Let’s try one that’s a bit tougher, with only a 30.2% acceptance rate: Word Search.
An aside about understanding requirements
When solving programming problems, it behooves the problem-solver to fully explicate and understand requirements and edge cases. This came pretty naturally when solving permutations due to its simplicity, though it was still necessary to analyze the description and example-cases for implicit and explicit requirements. Analyzing the problem for the permutations problem revealed the following:
- A permutation of a collection is a re-arrangement of the elements in a collection
- Each element in the original collection should only appear in a permutation once
- The expected input is a single collection
- The expected output is an array of permutations of the input collection, including the original input collection (and, therefore, an ordered collection is a permutation of itself).
In fact, understanding requirements and sketching out test-cases is an important part of any problem-solving process: backtracking or otherwise. Check out this article by Launch School for a great systematic approach to breaking down and solving problems.

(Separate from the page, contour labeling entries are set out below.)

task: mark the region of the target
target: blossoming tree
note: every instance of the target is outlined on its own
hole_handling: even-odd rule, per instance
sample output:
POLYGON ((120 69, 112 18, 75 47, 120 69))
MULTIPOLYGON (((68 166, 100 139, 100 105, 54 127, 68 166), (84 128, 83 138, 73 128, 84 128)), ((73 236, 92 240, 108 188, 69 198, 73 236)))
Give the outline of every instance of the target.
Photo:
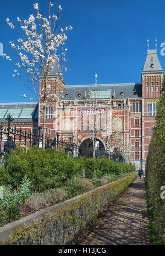
MULTIPOLYGON (((48 102, 57 99, 57 92, 59 92, 58 95, 61 92, 58 90, 56 90, 56 94, 51 92, 47 78, 53 68, 54 60, 58 59, 58 56, 62 59, 61 77, 62 80, 63 80, 63 72, 67 71, 67 69, 65 67, 68 62, 65 58, 67 51, 65 47, 65 41, 67 39, 65 31, 73 29, 71 26, 59 28, 61 6, 58 6, 56 15, 52 14, 53 6, 53 4, 50 2, 48 18, 47 19, 42 17, 39 13, 38 4, 34 4, 33 8, 35 17, 31 14, 28 20, 24 21, 18 17, 19 28, 10 22, 8 18, 7 19, 7 24, 12 29, 15 29, 20 35, 16 41, 13 40, 10 42, 11 47, 16 53, 19 62, 14 61, 5 53, 3 55, 7 59, 12 61, 16 66, 13 77, 18 77, 28 89, 39 96, 39 100, 42 102, 43 149, 45 148, 46 106, 48 102), (59 54, 58 51, 60 51, 59 54), (23 71, 28 77, 25 83, 21 75, 23 71), (44 78, 43 83, 40 82, 41 75, 44 78)), ((58 87, 58 84, 56 84, 56 86, 58 87)), ((25 98, 26 94, 22 96, 25 98)))

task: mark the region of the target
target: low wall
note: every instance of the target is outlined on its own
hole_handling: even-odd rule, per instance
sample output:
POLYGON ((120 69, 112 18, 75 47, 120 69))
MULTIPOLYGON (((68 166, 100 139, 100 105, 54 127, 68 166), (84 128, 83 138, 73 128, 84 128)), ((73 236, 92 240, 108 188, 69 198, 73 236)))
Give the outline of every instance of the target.
POLYGON ((131 173, 1 227, 0 244, 64 245, 136 177, 136 173, 131 173))

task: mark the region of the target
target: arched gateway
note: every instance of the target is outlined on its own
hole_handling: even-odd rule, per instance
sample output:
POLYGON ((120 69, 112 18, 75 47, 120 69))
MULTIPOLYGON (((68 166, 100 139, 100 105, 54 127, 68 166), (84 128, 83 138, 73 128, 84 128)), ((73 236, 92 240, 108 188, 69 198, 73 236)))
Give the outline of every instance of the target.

Okay, let’s return to the problem at hand: Word Search.
Analyzing the problem description reveals the following:
- The first input is a 2D grid of characters, which means each element is uniquely located with a coordinate:
- The second input is a string of characters
- The expected output is a boolean
- Our solution should determine whether the string can be constructed by combining letters in the grid.
- There are constraints placed on the combination. It is not enough to determine if the string can be constructed by combining the characters in the grid: the combination has to follow certain rules. The way the backtracking algorithm is going to check if a combination exists is by attempting to construct a valid combination according to the given constraints.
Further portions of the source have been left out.